If you have questions, connect with your Care Team.

Frequently Asked Questions

What is the connection between sleep and cognitive function, and how can optimizing sleep enhance mental performance?

Beyond just feeling more rested, high-quality sleep plays a crucial role in memory consolidation, problem-solving abilities, and overall brain health and productivity.

In what ways can poor sleep exacerbate or contribute to mental health conditions like depression and anxiety?

The bidirectional relationship between sleep disturbances and mood disorders is well-established, underscoring the importance of addressing both issues concurrently.

How can adjusting light exposure and circadian rhythms through techniques like light therapy help improve sleep quality?
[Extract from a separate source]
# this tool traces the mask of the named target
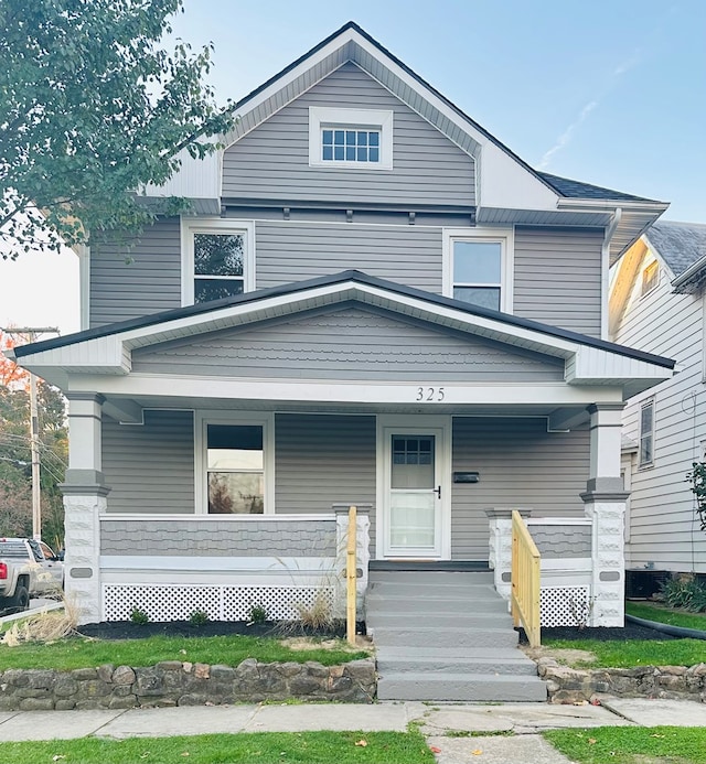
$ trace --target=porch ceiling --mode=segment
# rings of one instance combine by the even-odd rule
[[[576,429],[588,424],[589,415],[585,406],[556,406],[556,405],[445,405],[439,403],[429,409],[427,407],[409,403],[325,403],[307,401],[281,400],[244,400],[233,398],[186,398],[175,397],[165,399],[159,396],[139,396],[126,398],[121,396],[108,396],[104,405],[104,411],[111,418],[124,422],[140,422],[145,409],[171,409],[171,410],[218,410],[218,411],[275,411],[278,413],[349,413],[349,415],[377,415],[377,413],[406,413],[415,415],[440,413],[458,417],[503,417],[503,418],[536,418],[546,417],[548,429]]]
Manipulating light cues at strategic times of day can have a profound impact on the body’s natural sleep-wake cycles and melatonin production.
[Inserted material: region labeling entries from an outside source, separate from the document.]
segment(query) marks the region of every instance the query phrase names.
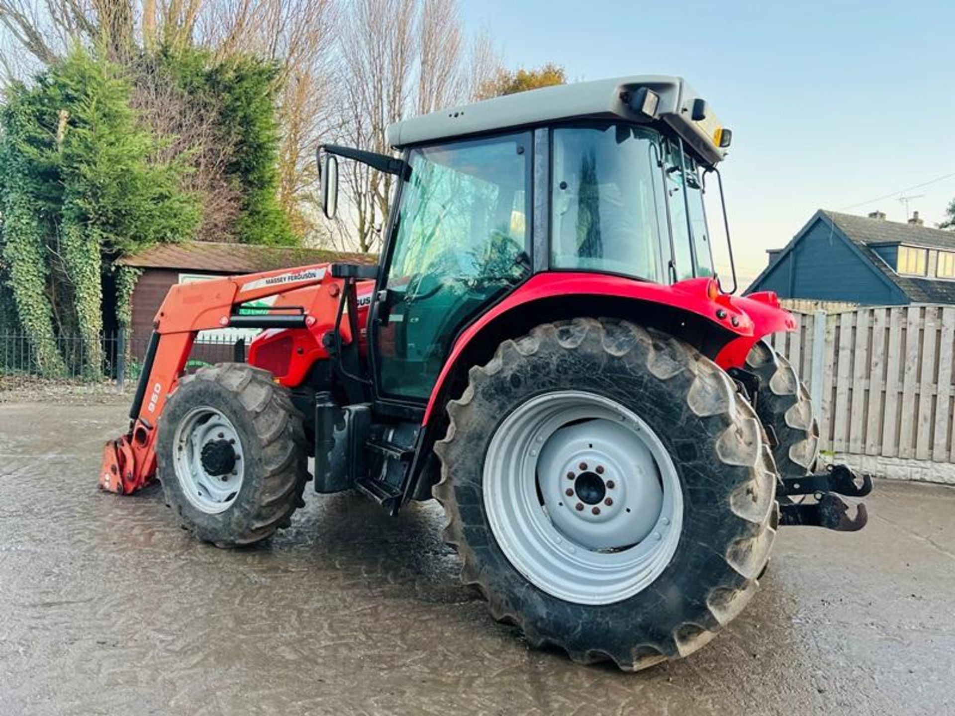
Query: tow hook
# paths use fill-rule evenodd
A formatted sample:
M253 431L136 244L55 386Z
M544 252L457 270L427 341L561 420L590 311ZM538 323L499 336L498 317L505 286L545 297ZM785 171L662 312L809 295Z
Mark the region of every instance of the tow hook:
M849 505L839 495L864 497L872 492L872 476L856 474L845 465L830 465L817 474L805 477L788 478L777 494L783 497L779 507L780 525L803 525L824 527L837 532L857 532L865 527L869 515L865 505L856 506L856 516L848 515ZM791 495L813 495L816 502L796 504L789 500Z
What alternative therapies can enhance sleep quality?

Exploring modalities beyond just sleep hygiene and medication, such as herbal remedies, acupuncture, or mind-body practices, can offer additional pathways for improving sleep for certain individuals.

How do hormonal changes impact sleep across life stages?
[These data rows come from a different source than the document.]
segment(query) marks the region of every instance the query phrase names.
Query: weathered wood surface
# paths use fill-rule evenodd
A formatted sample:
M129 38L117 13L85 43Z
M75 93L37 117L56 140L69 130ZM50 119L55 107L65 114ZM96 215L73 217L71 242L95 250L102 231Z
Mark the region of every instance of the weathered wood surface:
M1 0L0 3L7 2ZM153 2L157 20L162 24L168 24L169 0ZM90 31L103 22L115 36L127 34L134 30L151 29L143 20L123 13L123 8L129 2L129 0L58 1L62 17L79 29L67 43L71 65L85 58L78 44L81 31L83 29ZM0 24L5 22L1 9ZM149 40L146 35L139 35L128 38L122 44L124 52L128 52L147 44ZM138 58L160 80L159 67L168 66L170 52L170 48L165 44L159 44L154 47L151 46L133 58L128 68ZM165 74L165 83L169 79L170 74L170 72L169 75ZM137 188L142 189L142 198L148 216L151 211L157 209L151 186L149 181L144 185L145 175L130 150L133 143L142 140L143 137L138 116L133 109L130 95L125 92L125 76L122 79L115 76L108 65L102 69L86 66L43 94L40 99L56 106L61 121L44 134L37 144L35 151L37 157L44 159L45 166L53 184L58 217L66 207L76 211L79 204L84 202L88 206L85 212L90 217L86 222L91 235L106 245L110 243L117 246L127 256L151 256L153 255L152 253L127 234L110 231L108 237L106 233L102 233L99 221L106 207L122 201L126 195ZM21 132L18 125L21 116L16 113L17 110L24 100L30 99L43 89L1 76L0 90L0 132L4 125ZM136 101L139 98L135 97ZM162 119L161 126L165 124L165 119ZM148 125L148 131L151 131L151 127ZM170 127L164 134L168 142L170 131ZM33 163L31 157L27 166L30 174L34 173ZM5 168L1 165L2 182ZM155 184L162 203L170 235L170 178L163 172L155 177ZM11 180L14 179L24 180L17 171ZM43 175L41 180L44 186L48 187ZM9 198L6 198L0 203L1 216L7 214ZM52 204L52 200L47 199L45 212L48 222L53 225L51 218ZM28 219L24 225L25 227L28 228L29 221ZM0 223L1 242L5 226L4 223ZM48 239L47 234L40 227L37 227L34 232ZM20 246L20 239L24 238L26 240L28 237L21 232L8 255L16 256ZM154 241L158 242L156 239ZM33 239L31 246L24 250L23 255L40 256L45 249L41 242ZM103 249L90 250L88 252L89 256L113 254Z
Understanding the physiological factors influencing sleep during events like pregnancy, menopause, or andropause is crucial for developing appropriate interventions to manage sleep problems.

How does sleep affect child and adolescent development?

Insufficient or poor-quality sleep during formative years can have far-reaching consequences on growth, academic performance, and overall health, underscoring the importance of establishing healthy sleep habits early on.